No, there's not. My insurance company will pay for a medical
procedure, but it won't pay for a beauty treatment. Preventing skin cancer is
medical. Getting rid of fine lines and wrinkles -- and she actually called them
"fine lines and wrinkles," just like the ads do -- is cosmetic.
Still, I asked: "How much?" It turned out to be $200 --
not bad, I guess, same as a biopsy. Ah, but that's just $200 each time. This
doctor would like me to have a chemical peel every single month for at least
six months, maybe more.
I should have seen this coming.

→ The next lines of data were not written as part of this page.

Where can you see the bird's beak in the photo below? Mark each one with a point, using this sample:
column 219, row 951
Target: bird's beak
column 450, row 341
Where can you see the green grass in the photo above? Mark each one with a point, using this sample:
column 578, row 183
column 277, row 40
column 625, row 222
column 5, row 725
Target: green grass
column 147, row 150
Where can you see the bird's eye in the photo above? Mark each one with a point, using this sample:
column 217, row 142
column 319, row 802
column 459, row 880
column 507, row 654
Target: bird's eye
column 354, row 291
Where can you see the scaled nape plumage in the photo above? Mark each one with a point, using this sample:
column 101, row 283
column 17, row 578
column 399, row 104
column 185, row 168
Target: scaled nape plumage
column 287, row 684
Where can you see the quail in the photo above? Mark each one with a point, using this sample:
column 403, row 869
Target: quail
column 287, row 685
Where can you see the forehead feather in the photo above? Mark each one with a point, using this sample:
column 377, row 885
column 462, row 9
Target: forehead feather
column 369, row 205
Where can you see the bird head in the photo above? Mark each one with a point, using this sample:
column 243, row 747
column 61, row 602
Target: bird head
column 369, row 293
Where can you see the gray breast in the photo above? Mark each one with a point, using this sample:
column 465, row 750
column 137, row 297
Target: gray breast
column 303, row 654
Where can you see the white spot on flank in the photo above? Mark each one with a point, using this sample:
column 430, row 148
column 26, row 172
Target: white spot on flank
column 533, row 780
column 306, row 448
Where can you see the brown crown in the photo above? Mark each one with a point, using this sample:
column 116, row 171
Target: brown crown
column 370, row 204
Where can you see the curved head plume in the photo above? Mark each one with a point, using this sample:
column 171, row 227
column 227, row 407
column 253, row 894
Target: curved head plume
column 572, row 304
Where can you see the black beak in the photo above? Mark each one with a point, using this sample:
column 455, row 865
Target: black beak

Just last month I saw an
optometrist because I lost a contact lens, and he wanted me to think about
corrective surgery instead of contacts, even though it probably wouldn't work
on eyes like mine -- my pupils are too big -- and he knows it. But surgery is
no doubt a much bigger moneymaker for him than old-fashioned contact lenses
are, so I guess he figured it was worth a pitch.
When did it happen that medical people started hawking beauty
products? In a doctor's office, we're not steeled against the hard sell the way
we are walking through the perfume department of Bloomingdale's. Even I, a
skeptical medical reporter, managed to get taken, at least a little bit, by my
gung-ho dermatologist. As a parting salvo, she switched channels on the
infomercials and declared I'd been using the "wrong" sunscreen. Lucky
for me, her office imports a far better sunscreen, otherwise available only in
France.
I'm ashamed to say I bought it. I have no idea why. I guess the
doctor had made me feel ugly and sun-damaged, and I thought this would be an
easy way to fix me. And it would get me out of her office before I felt the
need to sign up for a prescription moisturizer or, God help me, Botox.
But I won't say how much I paid for it. I won't even tell my
husband, the guy who correctly diagnosed the blood blister that got me into
this mess. And he, bless his heart, hasn't pressed me. I guess he knows a
face-saving gesture when he sees one.
Robin Marantz Henig, the author of "Pandora's Baby: How
the First Test Tube Babies Sparked a Reproductive Revolution" (Houghton
Mifflin), is a New York writer who bears a distressing resemblance to the
"before" pictures in plastic surgery ads.